From my work in breastfeeding education and promotion even just 15 years ago, I know the struggles breastfeeding advocates face in encouraging moms and dads to try breastfeeding and in making hospitals and other institutions supportive of breastfeeding. So I am pleased to see more families choose to try for at least some length of time.
There are many barriers to breastfeeding in America, as Deirdre, our VP and a mom, discussed in a previous blog. But what I find encouraging in the CDC breastfeeding report cards is that they also focus on institutional practices and policies that support breastfeeding, rather than just looking at how many families choose breastfeeding.

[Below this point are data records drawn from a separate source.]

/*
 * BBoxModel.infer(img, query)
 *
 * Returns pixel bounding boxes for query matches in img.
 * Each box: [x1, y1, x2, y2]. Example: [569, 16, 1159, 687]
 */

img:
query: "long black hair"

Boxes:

According to the CDC, two practices that help establish and support breastfeeding are having babies stay in the mother’s hospital room and having mom and baby experience skin-to-skin contact soon after birth. From 2007 to today, the report cards show that the percentage of hospitals and birth centers where at least 90% of babies and moms experience these practices is increasing every year.
For breastfeeding, just like making other health changes – like eating more vegetables or getting more exercise – education helps people know what the healthier choice is. But making the healthier choice accessible, affordable and easy to do is crucial for people to make those choices and then make the healthy decisions last. As more hospitals, child-care facilities and other institutions provide a supportive environment for breastfeeding, we’ll continue to see more moms choose to begin and be able to sustain breastfeeding.